On demographic picture, due to five years of permanent and destructive warfare, after wars ceased, the lands of Slavonia remained almost empty. While Islamic population left these lands, these people were subsequently substituted with Christian (Croatian, German and Hungarian) population. After Eugene of Savoy, made his incursion in Bosnia and burnt down Sarajevo in 1687, a large group of Christian settlers, fleeing from the Ottoman reprisal settled in Slavonia.
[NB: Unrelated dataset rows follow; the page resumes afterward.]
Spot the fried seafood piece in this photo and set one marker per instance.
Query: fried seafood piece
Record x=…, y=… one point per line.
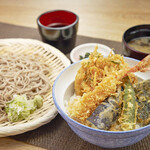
x=85, y=105
x=142, y=90
x=94, y=69
x=107, y=112
x=81, y=109
x=127, y=119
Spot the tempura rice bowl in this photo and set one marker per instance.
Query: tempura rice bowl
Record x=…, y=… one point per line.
x=63, y=89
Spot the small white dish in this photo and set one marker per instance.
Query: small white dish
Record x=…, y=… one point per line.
x=81, y=50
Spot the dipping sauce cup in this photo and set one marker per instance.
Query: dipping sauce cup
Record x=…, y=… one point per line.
x=132, y=34
x=59, y=29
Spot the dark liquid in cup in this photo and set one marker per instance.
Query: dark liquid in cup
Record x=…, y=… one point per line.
x=57, y=25
x=65, y=42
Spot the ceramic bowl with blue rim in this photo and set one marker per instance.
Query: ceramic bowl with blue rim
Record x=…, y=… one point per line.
x=63, y=89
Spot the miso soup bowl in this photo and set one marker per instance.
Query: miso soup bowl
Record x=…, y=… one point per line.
x=63, y=89
x=132, y=33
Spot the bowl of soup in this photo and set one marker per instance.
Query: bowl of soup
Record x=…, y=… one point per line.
x=136, y=41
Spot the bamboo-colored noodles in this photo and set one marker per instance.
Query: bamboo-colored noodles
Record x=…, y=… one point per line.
x=21, y=74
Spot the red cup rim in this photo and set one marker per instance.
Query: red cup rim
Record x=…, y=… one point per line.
x=57, y=28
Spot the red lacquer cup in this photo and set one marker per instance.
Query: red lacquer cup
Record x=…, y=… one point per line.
x=59, y=29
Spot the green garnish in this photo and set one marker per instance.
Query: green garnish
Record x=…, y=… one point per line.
x=115, y=62
x=86, y=56
x=19, y=108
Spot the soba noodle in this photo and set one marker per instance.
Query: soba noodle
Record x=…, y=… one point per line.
x=21, y=74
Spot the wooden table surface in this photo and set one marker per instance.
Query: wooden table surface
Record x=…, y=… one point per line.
x=106, y=19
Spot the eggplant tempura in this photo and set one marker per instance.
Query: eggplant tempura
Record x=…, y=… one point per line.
x=96, y=85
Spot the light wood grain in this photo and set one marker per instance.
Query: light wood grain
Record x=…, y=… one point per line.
x=106, y=19
x=10, y=144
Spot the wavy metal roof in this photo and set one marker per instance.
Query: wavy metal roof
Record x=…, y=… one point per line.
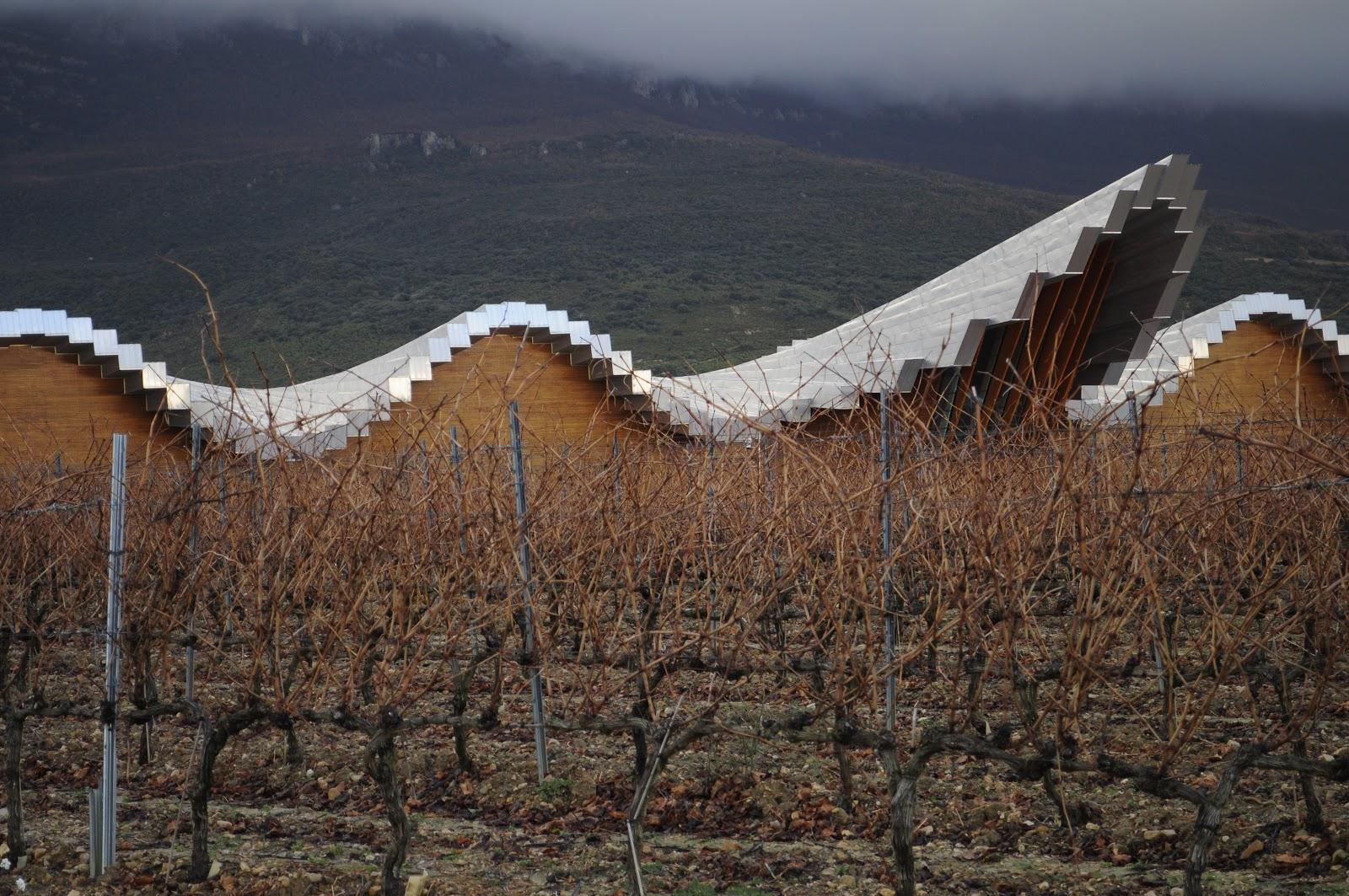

=== Status of Lika and Krbava ===
After the Ottomans were routed from Lika and Krbava- in 1689, there was a dispute on who should govern these newly liberated lands. Even though Croatian-Slavonian Parliament regularly laid claims to its old counties of Lika-Krbava and even had appointed Petar Ricciardi as their prefect, with Pavao Ritter Vitezović appointed as a vice-prefect, this was disputed by military commanders of Karlovac generalcy, Austrian nobility and imperial Court Financial Chamber. In February 1693, Court Financial Chamber sold Lika-Krbava and Karlobag to count Adolf Zinzedorf, who in 1693 presented himself to Croatian Parliament and pledged an oath putting the Lika-Krbava under the jurisdiction of Croatian ban and Parliament. Habsburgs, on the other hand did at one point considered incorporating these lands back into Kingdom of Croatia, but in the end opinion prevailed that only Zrinski and Frankopan family had right to lay their claim on these lands. Since they were eliminated as a result of magnate conspiracy, their eventual decision was to incorporate these territories into Karlovac Generalcy of Croatian Military Frontier in 1712. Majority of islamic population which decided to remain in these lands was converted to Christian faith.

=== Status of Banska krajina ===
Up until 1703, the status of Banska krajina remained undefined since it was not possible to reconcile the interests of Austrian military authorities, Croatian feudal elites and newly settled Vlach population. In 1703, the Imperial decree gave Croatian nobility wide spectre of authorities in this region.